Xu JM¹Xiaopu Sang²Yongfei He¹Jie Ke³Jiasen Xu⁴Tanbin Liu⁴Jicai Wang¹Hang Zhai¹Xiaoni Chen³Xianjie Shi^1*Fenfang Wu^3,4*

• ¹The Eighth Affiliated Hospital of Sun Yat-Sen University, Shenzhen, China
• ²Hubei University of Chinese Medicine, Wuhan, China
• ³Beijing University of Chinese Medicine Shenzhen Hospital, Shenzhen, China
• ⁴Shenzhen Third People's Hospital, Shenzhen, China

Background: Liver fibrosis, driven by excessive extracellular matrix (ECM) deposition and activation of hepatic stellate cells (HSCs), still lacks effective therapies, partly due to the absence of human‑ relevant models. Lycii Radicis Cortex (LRC), a traditional Chinese medicine, exhibits reported anti‑ inflammatory and antioxidant activities, yet its anti‑fibrotic potential has not been validated in human organoid‑based systems. Methods: We established hiPSC‑derived multilineage hepatobiliary organoids (mHBOs) containing mesoderm‑derived HSCs and implemented a TGF‑β–induced fibrosis model within this platform. Using mHBOs alongside a CCl4‑injury mouse model, we assessed the anti‑fibrotic activity of LRC, and investigated underlying mechanisms.
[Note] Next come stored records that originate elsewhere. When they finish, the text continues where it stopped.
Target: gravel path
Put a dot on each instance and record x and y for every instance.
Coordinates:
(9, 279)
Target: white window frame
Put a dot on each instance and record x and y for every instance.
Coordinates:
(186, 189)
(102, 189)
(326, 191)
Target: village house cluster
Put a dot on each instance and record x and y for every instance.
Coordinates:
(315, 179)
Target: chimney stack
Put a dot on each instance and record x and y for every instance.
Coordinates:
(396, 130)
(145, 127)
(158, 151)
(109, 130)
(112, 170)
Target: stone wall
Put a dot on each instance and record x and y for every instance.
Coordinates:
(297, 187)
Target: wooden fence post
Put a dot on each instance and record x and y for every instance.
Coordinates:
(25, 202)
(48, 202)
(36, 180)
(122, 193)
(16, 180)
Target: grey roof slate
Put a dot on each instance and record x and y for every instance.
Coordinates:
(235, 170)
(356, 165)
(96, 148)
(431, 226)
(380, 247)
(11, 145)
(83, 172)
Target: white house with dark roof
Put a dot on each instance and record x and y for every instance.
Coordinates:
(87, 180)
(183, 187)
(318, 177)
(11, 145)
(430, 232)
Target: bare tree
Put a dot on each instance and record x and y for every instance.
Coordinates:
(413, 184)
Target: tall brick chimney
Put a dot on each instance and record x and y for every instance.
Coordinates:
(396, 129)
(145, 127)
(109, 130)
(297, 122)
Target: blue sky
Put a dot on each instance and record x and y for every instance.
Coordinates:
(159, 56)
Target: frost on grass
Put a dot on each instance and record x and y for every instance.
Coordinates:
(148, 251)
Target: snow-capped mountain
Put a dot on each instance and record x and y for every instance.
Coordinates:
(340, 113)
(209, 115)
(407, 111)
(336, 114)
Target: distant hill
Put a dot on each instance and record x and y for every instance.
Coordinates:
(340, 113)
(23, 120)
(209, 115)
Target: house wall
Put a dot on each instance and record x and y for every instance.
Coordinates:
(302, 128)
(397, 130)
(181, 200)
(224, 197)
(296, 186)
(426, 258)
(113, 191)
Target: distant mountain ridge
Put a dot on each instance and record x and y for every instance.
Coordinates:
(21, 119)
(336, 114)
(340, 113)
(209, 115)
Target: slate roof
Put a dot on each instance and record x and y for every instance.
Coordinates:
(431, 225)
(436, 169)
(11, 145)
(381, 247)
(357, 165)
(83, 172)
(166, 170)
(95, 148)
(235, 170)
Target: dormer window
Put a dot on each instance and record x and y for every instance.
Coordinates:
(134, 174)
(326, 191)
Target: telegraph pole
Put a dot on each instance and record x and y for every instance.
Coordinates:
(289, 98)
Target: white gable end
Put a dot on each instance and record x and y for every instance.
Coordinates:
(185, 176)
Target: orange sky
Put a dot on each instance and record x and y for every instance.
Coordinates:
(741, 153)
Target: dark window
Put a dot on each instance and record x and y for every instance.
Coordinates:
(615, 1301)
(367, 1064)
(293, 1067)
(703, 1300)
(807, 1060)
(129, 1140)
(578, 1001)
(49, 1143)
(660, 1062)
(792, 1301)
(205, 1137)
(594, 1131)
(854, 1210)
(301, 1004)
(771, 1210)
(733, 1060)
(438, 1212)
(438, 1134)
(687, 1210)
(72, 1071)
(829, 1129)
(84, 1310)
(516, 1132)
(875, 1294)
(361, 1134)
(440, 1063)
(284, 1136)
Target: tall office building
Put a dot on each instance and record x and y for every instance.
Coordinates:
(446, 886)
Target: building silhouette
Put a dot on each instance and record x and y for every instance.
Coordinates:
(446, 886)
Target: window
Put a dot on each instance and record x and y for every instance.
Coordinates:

Results: LRC significantly attenuated fibrosis in mHBOs and in CCl4‑injured mice, reducing ECM accumulation and HSC activation. In mHBOs, LRC activated the cAMP–PKA–CREB pathway, thereby suppressing HSC activation and reducing parenchymal apoptosis; these effects were reversed by PKA inhibition. Conclusions: LRC exhibits potent anti‑fibrotic activity in a physiologically relevant human organoid model, providing mechanistic insight into HSC regulation and supporting its potential as a candidate therapy for chronic liver disease. Furthermore, this study introduces a translational platform integrating animal models and hiPSC‑derived organoids to facilitate anti‑fibrotic drug discovery and evaluation.